Felder Spindle Spiral Cutter Head
Thursday 13 October 2011
Dave Rigler discovers multi-edge tooling is the way to increase cutting height and remain in complete control
I purchased this cutter primarily for curved profiling work. I needed a tool taller than my 50mm rebate block and a diameter below 100mm. I had also experienced occasional heavy grabbing and tear-out on internal curved profiling work when cutting into the grain and was looking for something to reduce that risk.
For this reason I decided to try a spiral cutter head. My expectation was that the multiple smaller cutting edges would minimise large-scale tear-out and grabbing by breaking up the chip size.
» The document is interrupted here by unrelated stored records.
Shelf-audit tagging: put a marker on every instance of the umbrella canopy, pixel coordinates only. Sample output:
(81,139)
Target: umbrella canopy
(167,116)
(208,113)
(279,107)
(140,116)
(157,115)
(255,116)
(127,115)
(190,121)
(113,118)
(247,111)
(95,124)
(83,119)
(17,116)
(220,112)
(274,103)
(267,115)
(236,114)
The downside is that the multiple edges can leave witness marks, but how large and how hard to clean up after machining was unknown.
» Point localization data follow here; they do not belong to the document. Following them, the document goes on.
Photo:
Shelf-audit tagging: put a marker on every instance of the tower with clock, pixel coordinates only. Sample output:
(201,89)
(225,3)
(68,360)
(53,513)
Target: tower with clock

The spiral cutter I opted for was the Felder light alloy head. The body is a gold coloured anodized finish, machined to take four staggered vertical banks of three 14mm carbide knives. Alternate banks of cutters are offset vertically to each other to give a total cutting height of 75mm and a cutting diameter of 80mm.
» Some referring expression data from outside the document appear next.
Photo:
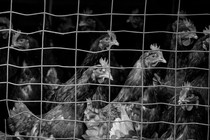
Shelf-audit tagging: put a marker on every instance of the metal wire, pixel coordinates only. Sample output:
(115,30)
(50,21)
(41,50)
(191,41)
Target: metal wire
(76,49)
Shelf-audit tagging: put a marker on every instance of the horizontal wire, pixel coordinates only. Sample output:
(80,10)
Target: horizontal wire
(102,14)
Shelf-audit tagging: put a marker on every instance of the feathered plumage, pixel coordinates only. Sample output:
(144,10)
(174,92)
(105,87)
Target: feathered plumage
(117,112)
(182,41)
(141,70)
(187,111)
(103,43)
(59,128)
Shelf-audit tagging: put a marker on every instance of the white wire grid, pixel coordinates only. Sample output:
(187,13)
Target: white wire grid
(76,49)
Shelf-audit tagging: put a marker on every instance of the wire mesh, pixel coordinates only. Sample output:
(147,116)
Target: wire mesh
(32,18)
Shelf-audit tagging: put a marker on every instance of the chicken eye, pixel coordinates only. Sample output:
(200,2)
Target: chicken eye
(21,40)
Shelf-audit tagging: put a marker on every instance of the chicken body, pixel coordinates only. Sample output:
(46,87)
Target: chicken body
(118,112)
(187,112)
(52,125)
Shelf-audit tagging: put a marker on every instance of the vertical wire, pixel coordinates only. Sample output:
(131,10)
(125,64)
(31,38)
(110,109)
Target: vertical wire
(208,96)
(110,28)
(175,84)
(42,53)
(142,85)
(75,65)
(8,56)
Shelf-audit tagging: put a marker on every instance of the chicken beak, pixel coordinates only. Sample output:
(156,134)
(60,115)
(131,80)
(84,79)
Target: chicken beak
(163,60)
(115,42)
(82,23)
(107,75)
(195,36)
(128,20)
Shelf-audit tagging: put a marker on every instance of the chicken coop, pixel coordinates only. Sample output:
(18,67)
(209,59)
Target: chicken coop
(105,69)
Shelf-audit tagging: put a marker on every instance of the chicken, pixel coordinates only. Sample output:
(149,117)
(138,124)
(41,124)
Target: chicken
(118,112)
(188,111)
(102,43)
(29,90)
(4,24)
(198,72)
(95,74)
(184,41)
(141,70)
The knives are four-sided giving a long total life. The body is amply machined in front of the knives giving good chip clearance.
My B3 Hammer machine has a spindle height of 90mm, which accommodates perfectly the cutter head and a bearing guide without spacer rings.
To test the cutting performance I prepared a 75mm tall piece of western red cedar (Thuja plicata) and a 67mm tall piece of American white oak (Quercus robur). I band sawed waste away to leave a heavy cut of around 8mm of material to be removed with the spindle moulder.
Feeding the cedar past the tool felt smooth with an increase in cutting noise when working against the grain, prompting a slowing down of feed. The finished surface was free of tear-out but the expected horizontal knife lines were evident visually and could be felt with a fingernail, however, they were too small to measure.
A magnified picture shows how small they were and I found them easily removed with light sanding.
The oak cut smoothly with the grain but required a slower feed against the grain to achieve a smooth cutting sensation and surface. I forced the feed on one cut and did achieve areas of tear-out consistent with a knife width but did not get any sensation of grabbing.
The diameter of the cutter and the bearing guide were pretty much line on line.